Русские дружинники громко расхохотались. Княгиня отметила про себя, что смеялись они не нарочито, а от души, значит, издевка удалась. Даже среди диких половцев мелькали здесь и там ухмылки, а уж бродники скалились во все зубы.
Гзак побелел от оскорбления. Его темные, как душа грешника, волосы ясно говорили каждому в степи о неполноценности происхождения, смешении кровей. Гзак выглядел как простой погонщик коней, а не как хан. Высокородный – так будь светловолос, словно на голове у тебя не шапка волос, а стог сена, и голубоглаз. Как счастливый жених Кончаковны – князь этого города Владимир Игоревич, чудом извернувшийся из расставленной Гзаком западни. Как сам Кончак.

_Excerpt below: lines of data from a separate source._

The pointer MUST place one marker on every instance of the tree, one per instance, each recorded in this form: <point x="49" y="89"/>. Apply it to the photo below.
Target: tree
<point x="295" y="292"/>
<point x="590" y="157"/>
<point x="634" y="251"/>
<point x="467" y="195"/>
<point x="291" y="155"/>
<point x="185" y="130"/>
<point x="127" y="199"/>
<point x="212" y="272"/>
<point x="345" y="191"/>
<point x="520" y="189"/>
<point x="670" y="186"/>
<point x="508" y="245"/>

– Зазорно мне с тобой говорить, – скривился Гзак, пытаясь сохранить лицо.
– Трус!
Короткое слово княгини пощечиной ударило половецкое войско.
Затих звон булата и стали. Перестали свистеть в воздухе стрелы.
Не дожидаясь приказа, русские и половцы разъезжались в противоположные стороны, освобождая место для поединка.
Так в бою смывается оскорбление – кровью.
Или же закрепляется навечно, вернее любой печати, привешенной на шнурах к грамоте.
Княжич Владимир тихо сидел, прислонившись спиной к зубцу стенной галереи-забрала. Он попытался впервые в жизни призвать помощь языческих богов. Православная церковь считала их бесами, посланными нечистым для искуса и пагубы некрепко верующих, и княжич с ужасом думал, не погубил ли он свою бессмертную душу.
Любой старик, окажись он поблизости, заметил бы на это ворчливо, что молодости свойственно сначала поступить бездумно, а только потом каяться. Более того, юноше может оказаться и невдомек, что деяние-то было от Бога, а вот покаяние – от лукавого.
– Для тебя, Любава… – прошептал княжич.
Он еще раз взглянул с высоты крепостной стены на закрывшие посад дымы пожаров, прислушался к неясному шуму битвы, доносившемуся от городских стен, и, вздохнув, начал собирать разбросанные под ногами книги.